From Publishers Weekly
Brown, whose novel Dirty Work was published to high praise last year, returns to short fiction in this virtuoso collection that parades a club of backwoods loners--men who swill too much beer, want too many women and write too many short stories. A casual glance suggests invasion of Raymond Carver territory, but Brown stakes out his own turf by dint of his integrity and wit; his heroes are savants of the down-and-out set, harrowingly aware of their own limitations without abandoning hope of salvation. Brown's people are disempowered but canny: at the end of "Falling Out of Love," the narrator says, "I saw with a sick feeling in my heart that our happy ending was about to take a turn for the worse." In "Discipline," presented as a play, a writer sentenced to "hacks' prison" comes before the parole board; he claims that the guard--a senior editor--has punished him for his poor writing by forcing him to prostitute himself. The final story, "92 Days," constitutes a type of coda: a man otherwise immolated in grief turns to fiction, embroiling his characters in situations that mirror his own desperation and abandoning them--and their stories--when he cannot construct solutions for them.

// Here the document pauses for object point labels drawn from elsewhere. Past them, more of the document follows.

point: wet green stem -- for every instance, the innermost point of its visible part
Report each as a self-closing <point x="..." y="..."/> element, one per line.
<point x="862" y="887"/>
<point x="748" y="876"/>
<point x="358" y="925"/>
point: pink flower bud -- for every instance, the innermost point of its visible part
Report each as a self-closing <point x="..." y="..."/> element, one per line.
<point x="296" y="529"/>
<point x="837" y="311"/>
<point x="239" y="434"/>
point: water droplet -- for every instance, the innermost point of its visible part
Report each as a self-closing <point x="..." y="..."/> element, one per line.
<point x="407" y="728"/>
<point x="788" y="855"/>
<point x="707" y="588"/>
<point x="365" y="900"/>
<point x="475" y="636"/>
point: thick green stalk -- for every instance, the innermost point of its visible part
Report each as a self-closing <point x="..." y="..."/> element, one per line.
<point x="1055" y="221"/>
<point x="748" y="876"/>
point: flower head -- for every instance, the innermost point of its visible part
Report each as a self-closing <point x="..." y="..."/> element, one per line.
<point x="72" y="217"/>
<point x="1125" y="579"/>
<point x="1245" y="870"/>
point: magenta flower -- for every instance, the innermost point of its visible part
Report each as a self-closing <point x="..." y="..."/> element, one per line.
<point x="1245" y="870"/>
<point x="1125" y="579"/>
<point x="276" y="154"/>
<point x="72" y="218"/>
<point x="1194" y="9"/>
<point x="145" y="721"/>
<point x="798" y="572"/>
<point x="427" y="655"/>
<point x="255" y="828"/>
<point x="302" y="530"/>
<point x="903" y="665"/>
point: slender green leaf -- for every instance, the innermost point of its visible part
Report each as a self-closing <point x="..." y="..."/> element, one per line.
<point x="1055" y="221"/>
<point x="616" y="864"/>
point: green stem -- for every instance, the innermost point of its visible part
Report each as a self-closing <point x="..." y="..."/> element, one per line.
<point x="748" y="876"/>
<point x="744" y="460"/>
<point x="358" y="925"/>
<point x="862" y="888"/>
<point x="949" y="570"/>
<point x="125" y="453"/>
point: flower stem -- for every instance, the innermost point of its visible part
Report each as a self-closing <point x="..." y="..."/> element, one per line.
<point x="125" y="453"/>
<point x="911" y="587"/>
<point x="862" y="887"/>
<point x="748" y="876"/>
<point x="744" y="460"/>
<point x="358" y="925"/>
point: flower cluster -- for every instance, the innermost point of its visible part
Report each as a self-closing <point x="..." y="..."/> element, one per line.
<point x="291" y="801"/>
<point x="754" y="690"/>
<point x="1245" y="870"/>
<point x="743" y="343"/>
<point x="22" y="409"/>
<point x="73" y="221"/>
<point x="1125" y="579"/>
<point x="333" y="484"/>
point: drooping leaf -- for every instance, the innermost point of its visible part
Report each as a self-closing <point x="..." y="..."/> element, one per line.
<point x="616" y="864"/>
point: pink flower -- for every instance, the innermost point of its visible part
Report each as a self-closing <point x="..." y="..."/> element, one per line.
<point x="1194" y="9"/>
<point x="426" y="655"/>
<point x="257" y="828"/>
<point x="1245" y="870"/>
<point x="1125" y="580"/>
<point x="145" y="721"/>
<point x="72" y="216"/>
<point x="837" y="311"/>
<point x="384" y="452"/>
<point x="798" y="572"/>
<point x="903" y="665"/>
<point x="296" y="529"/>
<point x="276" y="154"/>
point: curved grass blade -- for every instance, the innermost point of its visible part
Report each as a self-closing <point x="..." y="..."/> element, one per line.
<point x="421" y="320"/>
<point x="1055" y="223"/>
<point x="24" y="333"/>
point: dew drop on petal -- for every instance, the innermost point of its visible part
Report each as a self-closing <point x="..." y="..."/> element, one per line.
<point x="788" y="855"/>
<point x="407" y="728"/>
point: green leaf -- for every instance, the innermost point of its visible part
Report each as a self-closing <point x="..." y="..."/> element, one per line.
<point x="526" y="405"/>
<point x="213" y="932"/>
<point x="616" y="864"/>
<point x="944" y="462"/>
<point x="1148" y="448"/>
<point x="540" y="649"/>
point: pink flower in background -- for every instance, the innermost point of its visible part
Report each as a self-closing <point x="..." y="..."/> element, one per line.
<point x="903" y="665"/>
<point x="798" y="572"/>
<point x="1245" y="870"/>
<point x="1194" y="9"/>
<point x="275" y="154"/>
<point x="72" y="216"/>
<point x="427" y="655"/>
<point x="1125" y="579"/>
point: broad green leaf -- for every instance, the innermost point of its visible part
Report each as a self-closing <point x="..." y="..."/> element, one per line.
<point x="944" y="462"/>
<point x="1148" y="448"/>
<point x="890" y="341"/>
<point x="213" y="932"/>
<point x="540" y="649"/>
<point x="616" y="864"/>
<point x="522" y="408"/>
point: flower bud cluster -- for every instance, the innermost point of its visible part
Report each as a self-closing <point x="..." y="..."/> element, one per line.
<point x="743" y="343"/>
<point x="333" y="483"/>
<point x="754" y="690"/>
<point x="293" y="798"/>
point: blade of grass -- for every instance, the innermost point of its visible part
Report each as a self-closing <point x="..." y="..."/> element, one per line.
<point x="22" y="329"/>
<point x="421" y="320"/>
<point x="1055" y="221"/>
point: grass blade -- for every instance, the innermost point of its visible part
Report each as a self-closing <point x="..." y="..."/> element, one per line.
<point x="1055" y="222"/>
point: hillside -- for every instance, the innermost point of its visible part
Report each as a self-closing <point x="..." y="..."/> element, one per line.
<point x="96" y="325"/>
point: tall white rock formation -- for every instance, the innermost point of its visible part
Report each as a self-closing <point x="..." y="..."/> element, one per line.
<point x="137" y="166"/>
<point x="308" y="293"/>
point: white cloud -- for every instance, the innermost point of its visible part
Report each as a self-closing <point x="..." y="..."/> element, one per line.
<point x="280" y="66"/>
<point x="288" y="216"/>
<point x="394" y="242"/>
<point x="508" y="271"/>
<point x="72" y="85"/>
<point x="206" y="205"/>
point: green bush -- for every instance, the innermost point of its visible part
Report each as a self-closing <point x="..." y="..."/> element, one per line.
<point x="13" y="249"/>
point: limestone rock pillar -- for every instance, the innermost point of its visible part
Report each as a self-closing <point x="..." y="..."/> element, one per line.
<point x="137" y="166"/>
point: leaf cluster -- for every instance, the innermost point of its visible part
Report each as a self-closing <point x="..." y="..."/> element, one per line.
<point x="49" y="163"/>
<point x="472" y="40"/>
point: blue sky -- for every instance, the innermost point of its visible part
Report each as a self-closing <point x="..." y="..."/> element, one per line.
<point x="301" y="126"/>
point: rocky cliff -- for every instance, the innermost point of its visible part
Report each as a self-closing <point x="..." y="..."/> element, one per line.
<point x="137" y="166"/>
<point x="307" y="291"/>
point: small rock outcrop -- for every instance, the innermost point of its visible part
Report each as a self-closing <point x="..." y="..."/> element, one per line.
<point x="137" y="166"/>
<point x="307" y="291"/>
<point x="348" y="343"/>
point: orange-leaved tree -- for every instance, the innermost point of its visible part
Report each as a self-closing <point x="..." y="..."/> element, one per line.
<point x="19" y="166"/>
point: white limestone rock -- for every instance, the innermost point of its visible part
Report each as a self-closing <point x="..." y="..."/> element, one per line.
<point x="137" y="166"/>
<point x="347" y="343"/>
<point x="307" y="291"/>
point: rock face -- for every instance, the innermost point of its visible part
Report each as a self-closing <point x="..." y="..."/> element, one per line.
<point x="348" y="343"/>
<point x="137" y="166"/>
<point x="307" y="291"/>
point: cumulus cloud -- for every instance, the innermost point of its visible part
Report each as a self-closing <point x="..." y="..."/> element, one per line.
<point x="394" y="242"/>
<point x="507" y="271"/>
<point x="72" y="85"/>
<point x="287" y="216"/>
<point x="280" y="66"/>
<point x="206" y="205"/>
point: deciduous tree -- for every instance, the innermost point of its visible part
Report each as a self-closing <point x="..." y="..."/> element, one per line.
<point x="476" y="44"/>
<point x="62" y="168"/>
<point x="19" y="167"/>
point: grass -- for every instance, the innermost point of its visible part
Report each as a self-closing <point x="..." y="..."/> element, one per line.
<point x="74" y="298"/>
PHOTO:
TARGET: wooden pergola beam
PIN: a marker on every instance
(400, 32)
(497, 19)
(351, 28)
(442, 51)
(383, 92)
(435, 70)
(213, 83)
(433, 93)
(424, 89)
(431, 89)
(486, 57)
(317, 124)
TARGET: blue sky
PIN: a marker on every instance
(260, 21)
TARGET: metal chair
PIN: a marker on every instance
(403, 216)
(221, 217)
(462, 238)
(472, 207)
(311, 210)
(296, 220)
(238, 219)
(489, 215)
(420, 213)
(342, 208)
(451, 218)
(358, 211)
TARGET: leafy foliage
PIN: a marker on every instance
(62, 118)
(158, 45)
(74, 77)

Copyright 1990 Reed Business Information, Inc.
From Library Journal
From the author of Dirty Work , a searing war/antiwar novel ( LJ 7/89), comes a rich, moody collection of stories. All feature male protagonists of the beer-drinking, pick-up truck-driving persuasion, who are awkwardly trying to relate to women in a raunchy, sentimental way. Most seem stranded by a failure to communicate, a yearning to connect with others. "Discipline" is a different style, effectively told as a courtroom interrogation. The final long story, "92 Days," is an almost too-real chronicle of a writer trying to get published, struggling with a lack of money and a bitter ex-wife, drinking too much, but still driven by the need to write. Brown, an ex-firefighter from Oxford, Mississippi, might just become another powerhouse Southern writer.